In previous work, a VUMC team led by Wei and Joshua Denny, MD, MS, had mapped EHR diagnosis-based billing codes to EHR disease phenotypes. That high-throughput system, called phenotype codes, or phecodes, has been used to scan for associations between common genetic variants and the full range disease phenotypes reflected in the EHR. PheMap leverages the phecode system and other clinical terminologies to achieve greater accuracy.

The team started with wholesale extraction of information from five of the world’s top consumer health web sites — MedlinePlus, MedicineNet, WikiDoc, Wikipedia, and Mayo Clinic Patient Care and Health Information — a massive collection overflowing with disease descriptions involving diagnoses, symptoms, treatments, lab results, medications, etc.

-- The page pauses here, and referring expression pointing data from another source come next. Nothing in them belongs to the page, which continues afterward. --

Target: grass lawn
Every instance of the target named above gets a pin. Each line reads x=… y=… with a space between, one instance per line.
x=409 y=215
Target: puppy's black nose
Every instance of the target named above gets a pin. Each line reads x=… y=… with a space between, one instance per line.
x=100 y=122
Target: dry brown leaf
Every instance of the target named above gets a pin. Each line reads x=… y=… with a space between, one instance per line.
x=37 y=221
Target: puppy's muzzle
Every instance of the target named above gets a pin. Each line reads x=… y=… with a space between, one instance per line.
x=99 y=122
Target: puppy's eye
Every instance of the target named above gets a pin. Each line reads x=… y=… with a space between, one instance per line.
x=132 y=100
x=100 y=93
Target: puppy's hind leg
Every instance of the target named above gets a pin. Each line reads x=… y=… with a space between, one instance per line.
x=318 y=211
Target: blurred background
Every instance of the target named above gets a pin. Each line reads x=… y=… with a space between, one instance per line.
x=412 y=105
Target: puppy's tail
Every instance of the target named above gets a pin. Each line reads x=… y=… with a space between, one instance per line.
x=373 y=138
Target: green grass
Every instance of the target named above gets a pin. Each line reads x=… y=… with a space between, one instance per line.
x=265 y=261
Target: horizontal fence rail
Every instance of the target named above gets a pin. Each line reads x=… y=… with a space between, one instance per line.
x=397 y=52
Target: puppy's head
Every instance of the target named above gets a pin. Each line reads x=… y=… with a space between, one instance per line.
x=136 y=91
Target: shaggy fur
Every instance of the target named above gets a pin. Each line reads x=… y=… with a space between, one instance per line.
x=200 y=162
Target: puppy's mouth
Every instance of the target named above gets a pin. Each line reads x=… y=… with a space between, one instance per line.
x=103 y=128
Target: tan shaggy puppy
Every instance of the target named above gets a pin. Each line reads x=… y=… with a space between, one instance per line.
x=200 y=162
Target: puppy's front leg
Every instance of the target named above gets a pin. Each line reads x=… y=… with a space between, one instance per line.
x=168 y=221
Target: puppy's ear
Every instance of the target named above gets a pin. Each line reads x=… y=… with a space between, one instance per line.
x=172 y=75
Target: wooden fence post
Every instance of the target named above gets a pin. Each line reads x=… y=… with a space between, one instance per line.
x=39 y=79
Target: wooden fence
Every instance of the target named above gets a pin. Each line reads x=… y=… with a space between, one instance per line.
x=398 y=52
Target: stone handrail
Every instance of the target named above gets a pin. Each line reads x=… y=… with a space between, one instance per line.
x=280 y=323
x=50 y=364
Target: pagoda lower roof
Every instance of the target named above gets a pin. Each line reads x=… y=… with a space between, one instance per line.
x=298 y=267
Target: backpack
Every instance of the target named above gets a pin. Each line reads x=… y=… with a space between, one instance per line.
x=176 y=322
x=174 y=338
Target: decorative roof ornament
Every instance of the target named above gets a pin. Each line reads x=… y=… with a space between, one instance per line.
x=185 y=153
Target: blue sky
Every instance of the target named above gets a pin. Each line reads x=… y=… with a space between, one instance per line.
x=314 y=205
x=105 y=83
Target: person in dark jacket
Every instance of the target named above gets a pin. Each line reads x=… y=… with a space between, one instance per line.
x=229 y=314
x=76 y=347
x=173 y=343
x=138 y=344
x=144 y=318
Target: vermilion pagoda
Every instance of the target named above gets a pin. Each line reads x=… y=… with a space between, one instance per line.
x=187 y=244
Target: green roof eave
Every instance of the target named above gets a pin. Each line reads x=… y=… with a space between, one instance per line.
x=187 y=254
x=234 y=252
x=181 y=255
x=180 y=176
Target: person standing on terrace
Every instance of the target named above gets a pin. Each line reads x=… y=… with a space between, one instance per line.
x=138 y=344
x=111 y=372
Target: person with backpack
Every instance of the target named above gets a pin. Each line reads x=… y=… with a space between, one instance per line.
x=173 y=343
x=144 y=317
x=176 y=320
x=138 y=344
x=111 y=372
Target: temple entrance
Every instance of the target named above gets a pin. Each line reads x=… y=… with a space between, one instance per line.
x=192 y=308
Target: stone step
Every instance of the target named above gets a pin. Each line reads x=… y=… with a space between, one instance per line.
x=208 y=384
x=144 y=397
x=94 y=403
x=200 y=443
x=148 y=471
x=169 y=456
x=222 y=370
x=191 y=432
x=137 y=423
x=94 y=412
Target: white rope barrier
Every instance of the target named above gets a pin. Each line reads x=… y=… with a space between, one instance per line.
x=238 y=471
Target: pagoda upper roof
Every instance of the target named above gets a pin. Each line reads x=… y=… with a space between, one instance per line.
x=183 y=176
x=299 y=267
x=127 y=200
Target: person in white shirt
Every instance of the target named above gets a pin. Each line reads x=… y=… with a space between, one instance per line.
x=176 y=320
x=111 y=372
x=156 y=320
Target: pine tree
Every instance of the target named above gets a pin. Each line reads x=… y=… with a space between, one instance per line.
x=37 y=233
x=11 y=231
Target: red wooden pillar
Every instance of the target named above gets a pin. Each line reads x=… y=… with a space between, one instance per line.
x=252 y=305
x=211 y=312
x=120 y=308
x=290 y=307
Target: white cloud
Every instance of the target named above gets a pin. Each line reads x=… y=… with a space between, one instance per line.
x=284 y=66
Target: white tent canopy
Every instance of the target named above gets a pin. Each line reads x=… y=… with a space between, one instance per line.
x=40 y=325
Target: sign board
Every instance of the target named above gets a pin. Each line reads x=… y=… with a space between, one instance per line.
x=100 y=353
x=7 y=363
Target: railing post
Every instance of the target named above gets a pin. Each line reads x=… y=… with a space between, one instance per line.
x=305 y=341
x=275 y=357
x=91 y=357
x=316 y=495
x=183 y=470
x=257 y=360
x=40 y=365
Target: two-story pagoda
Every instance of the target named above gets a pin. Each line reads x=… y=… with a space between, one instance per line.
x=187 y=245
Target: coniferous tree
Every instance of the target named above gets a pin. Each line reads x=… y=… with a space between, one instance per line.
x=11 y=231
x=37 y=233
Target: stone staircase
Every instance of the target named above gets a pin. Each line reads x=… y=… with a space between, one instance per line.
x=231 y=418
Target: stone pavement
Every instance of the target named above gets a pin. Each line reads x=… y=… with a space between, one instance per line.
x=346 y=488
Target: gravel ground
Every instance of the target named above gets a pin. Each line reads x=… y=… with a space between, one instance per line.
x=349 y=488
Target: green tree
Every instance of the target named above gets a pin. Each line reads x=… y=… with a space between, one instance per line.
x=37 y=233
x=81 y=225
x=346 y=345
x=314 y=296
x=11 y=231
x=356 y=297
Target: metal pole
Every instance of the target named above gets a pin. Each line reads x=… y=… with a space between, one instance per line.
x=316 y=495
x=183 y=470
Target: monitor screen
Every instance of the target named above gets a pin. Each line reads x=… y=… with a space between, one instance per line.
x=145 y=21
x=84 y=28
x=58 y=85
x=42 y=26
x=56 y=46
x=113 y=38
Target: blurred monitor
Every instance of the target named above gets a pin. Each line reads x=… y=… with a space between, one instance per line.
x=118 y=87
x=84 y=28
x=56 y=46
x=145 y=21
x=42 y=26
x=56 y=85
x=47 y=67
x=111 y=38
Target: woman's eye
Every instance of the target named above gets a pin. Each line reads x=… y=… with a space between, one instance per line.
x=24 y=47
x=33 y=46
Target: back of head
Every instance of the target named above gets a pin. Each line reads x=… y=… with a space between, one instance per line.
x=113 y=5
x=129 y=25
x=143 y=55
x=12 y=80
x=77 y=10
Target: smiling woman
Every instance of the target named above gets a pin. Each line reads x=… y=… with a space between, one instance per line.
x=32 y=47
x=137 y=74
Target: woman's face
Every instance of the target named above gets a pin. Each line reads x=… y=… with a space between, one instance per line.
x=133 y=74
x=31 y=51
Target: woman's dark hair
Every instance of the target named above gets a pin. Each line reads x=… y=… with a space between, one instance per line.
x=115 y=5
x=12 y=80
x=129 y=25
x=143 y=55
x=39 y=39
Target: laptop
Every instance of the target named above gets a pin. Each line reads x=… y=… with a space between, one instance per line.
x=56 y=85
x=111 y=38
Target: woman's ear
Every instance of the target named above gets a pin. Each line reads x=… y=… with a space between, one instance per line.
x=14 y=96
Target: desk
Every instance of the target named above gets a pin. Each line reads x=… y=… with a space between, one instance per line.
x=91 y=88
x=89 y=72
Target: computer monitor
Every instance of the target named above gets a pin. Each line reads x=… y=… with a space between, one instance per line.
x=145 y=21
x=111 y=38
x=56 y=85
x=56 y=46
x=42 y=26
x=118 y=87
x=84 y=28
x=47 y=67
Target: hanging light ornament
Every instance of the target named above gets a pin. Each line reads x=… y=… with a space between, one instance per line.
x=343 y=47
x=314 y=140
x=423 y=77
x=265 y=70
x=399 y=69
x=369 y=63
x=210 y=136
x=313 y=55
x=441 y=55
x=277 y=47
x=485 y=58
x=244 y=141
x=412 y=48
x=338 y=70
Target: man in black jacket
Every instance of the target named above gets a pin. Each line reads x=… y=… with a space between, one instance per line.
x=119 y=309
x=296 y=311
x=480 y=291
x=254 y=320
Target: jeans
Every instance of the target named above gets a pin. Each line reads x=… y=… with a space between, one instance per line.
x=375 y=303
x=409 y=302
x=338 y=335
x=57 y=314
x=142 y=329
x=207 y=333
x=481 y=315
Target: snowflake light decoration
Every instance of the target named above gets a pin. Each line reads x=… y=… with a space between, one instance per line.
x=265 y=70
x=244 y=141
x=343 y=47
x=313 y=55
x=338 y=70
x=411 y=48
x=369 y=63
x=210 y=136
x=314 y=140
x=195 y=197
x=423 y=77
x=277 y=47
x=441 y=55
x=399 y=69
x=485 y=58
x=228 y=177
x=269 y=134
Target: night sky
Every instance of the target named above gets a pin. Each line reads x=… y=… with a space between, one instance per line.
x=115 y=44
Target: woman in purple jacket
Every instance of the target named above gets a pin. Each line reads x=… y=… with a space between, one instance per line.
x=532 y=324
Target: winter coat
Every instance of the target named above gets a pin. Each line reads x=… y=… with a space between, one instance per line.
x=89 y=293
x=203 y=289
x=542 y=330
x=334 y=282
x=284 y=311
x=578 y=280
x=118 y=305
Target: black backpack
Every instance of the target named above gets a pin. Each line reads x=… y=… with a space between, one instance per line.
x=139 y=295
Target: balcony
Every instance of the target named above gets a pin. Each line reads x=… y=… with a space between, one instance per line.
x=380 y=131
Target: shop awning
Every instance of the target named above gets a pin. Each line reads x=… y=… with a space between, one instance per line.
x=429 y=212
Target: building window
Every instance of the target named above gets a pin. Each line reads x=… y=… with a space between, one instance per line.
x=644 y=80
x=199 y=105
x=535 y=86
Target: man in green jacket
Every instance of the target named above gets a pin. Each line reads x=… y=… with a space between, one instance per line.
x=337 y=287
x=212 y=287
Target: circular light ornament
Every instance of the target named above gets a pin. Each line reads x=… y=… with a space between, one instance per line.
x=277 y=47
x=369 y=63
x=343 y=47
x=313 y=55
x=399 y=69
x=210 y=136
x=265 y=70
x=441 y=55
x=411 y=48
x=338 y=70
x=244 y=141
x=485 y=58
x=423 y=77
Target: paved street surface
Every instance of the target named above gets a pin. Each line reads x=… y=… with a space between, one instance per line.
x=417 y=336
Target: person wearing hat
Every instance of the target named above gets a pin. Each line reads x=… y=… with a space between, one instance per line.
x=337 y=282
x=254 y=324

Through a sequence of steps involving standard medical terminologies and natural language processing, they refined this giant corpus into a knowledge base of medical concepts mapped, in weighted fashion (based on frequency of association), via the preexisting phecode system, to a wide range of standard medical terminologies used throughout the EHR — diagnosis codes, procedural codes, symptoms, lab results, drug names and more.

With some 1,400 phenotypes currently in its quiver, in one quick scan of an EHR data base, PheMap can tell researchers who has a disease of interest and who doesn’t, that is, it can provide each record’s probability of having a phenotype, and this can easily be transferred into case/control status for a study.

The team compared PheMap to three alternatives: another all-purpose selection strategy called XPRESS; the preexisting phecode system on its own; and custom-built, clinician-validated selection algorithms. Using as a reference a set of bespoke algorithms for Type 2 diabetes, dementia and hypothyroidism, the accuracy of PheMAP for case and control selection was greater than 97%. For selection of these diseases it outperformed both XPRESS and the phecode system on its own.

For the same three diseases, the team compared genome-wide association study (GWAS) results using PheMap to results using clinician-validated selection algorithms. PheMap replicated 43 of 51 previously reported disease-associated variants, often providing more emphatic results, that is, significantly lower P values.

To again compare PheMap to the phecode system on its own, the team conducted side-by-side phenome-wide association studies (PheWAS) — where you start with genetic variants of interest and scan records for associated phenotypes. PheMap performed as well or better than the phecode system.

Other authors on the study included QiPing Feng, PhD, Eric Kerchberger, MD, Juan Zhao, PhD, Todd Edwards, PhD, MS, Nancy Cox, PhD, Michael Stein, MBChB, Dan Roden, MDCM, and Joshua Denny, MD, MS. The study was supported in part by the National Institutes of Health (HL133786, GM120523).